Abstract

Distinguished colleagues, Ladies and Gentlemen, fifty years ago decisions were made by clinicians and not academics, managers nor politicians and, for the first few years of the NHS, it was run efficiently and at low cost. Patients were only too well aware that the service that they were receiving was excellent and they were grateful. Although the academics, the managers and the politicians have caused medicine to be replaced by a costly, inefficient and incompetent health industry, the blame lies initially at the door of those clinicians who were too concerned with patient care to see the takeover which was occurring. Lord Platt, in his Harveian oration ‘Medical „science: master or servant?’, points out that academic departments had not been responsible for nor even seriously involved in many of the discoveries in therapeutics or preventive medicine (Platt 1967). He goes on to state that ‘the phenomenal success of modern medical treatment seems to have depended almost wholly on non-clinicians, often non-medical scientists, frequently working in, or in close collaboration with, the pharmaceutical industry, and it would be a serious mistake to think that the role of industry has been largely in the field of commercial development.

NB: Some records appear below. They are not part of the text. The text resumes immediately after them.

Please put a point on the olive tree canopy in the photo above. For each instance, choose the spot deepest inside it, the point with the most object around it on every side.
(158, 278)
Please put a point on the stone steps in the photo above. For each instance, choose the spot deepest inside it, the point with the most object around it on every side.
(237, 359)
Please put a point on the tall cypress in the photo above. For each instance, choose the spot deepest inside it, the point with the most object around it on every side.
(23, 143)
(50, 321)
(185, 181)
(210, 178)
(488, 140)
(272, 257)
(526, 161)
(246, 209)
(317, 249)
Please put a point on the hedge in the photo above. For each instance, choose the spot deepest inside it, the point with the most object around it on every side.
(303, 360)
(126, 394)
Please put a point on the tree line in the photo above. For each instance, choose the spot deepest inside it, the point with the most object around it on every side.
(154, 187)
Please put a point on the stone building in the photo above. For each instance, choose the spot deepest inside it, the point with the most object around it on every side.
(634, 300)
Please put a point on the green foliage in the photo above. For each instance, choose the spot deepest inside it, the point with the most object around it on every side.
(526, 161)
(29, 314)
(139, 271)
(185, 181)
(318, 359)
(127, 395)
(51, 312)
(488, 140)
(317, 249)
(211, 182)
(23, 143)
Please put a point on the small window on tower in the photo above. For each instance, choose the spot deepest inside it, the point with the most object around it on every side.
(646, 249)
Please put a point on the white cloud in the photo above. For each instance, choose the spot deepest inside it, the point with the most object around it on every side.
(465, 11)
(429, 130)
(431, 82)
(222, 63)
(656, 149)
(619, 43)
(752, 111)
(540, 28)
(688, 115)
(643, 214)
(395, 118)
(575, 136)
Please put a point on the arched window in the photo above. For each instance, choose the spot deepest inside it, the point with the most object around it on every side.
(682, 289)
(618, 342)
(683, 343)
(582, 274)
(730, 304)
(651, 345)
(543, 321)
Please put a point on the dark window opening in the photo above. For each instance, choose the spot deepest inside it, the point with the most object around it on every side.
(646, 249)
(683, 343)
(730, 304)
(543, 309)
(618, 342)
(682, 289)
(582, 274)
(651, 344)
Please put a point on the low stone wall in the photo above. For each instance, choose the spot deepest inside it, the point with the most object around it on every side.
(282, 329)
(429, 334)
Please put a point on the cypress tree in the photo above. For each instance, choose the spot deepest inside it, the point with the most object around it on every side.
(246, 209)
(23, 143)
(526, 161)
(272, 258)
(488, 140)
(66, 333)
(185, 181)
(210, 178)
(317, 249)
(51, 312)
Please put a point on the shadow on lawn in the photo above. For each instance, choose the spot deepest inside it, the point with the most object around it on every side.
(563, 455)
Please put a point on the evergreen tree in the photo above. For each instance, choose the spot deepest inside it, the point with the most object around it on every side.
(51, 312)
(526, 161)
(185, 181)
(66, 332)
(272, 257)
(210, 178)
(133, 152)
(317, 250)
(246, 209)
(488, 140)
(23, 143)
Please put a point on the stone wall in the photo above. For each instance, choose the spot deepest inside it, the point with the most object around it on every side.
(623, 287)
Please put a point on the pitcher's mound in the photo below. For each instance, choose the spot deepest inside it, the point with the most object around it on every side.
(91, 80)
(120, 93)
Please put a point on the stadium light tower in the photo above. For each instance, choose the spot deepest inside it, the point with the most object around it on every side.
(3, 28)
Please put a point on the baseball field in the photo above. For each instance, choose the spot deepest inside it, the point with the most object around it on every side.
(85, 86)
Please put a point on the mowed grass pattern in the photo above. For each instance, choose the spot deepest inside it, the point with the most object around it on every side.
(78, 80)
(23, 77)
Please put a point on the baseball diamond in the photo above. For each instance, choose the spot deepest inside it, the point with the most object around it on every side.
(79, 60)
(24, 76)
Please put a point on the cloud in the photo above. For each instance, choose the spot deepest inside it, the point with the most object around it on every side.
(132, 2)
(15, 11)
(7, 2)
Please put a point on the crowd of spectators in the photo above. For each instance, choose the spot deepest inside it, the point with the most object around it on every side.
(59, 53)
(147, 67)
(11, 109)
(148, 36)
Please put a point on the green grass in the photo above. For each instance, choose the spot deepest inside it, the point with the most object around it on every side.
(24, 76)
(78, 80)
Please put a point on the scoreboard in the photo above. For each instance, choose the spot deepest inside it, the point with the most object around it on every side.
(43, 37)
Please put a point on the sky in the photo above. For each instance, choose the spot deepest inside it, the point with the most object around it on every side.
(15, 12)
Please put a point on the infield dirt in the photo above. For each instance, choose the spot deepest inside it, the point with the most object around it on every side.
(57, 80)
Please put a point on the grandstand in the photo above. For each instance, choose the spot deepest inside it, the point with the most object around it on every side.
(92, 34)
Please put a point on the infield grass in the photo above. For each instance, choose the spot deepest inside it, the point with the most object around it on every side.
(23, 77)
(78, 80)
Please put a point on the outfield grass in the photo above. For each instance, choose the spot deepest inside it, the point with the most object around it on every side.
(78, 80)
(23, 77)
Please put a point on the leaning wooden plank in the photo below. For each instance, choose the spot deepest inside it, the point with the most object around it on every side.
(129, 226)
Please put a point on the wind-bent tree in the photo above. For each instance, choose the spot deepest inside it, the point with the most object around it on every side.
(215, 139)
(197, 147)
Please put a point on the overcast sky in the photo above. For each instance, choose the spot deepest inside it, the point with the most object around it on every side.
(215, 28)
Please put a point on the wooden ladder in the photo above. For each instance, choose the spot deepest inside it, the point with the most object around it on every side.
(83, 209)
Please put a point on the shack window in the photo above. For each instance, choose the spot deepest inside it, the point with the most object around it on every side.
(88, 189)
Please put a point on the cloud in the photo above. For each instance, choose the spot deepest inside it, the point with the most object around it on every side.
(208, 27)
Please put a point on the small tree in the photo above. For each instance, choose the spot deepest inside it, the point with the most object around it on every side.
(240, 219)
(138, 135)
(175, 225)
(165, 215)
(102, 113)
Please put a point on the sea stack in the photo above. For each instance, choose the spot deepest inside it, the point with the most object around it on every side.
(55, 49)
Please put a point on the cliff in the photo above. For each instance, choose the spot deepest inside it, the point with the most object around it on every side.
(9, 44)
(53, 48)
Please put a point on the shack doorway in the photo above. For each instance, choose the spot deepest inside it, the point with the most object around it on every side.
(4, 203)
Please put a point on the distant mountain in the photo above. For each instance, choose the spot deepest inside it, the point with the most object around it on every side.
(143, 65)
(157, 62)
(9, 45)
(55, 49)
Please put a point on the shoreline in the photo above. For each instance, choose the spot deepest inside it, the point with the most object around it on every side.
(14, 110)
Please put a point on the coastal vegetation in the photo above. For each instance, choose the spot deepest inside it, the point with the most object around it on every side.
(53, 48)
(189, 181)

A great deal of the basic scientific work, especially chemical isolation, analysis and synthesis, has taken place there.’ It should be consolation for hard-working „clinicians today to read Platt’s confirmation that ‘ideas come from lucky accidents or from the inspiration of men of imagination’ and ‘a great deal of modern Practice in medicine and surgery has been evolved from men whose researches were part of their daily clinical tasks’. So-called non-academic physicians may find amusing the friend of Lord Platt who talked about some form of research being ‘occupational therapy for the university staff’. A mild comment by myself that the active invasion of the teaching hospitals by the universities had not been an unmixed blessing (Fowler 1985) produced a dismissive response (Booth 1986).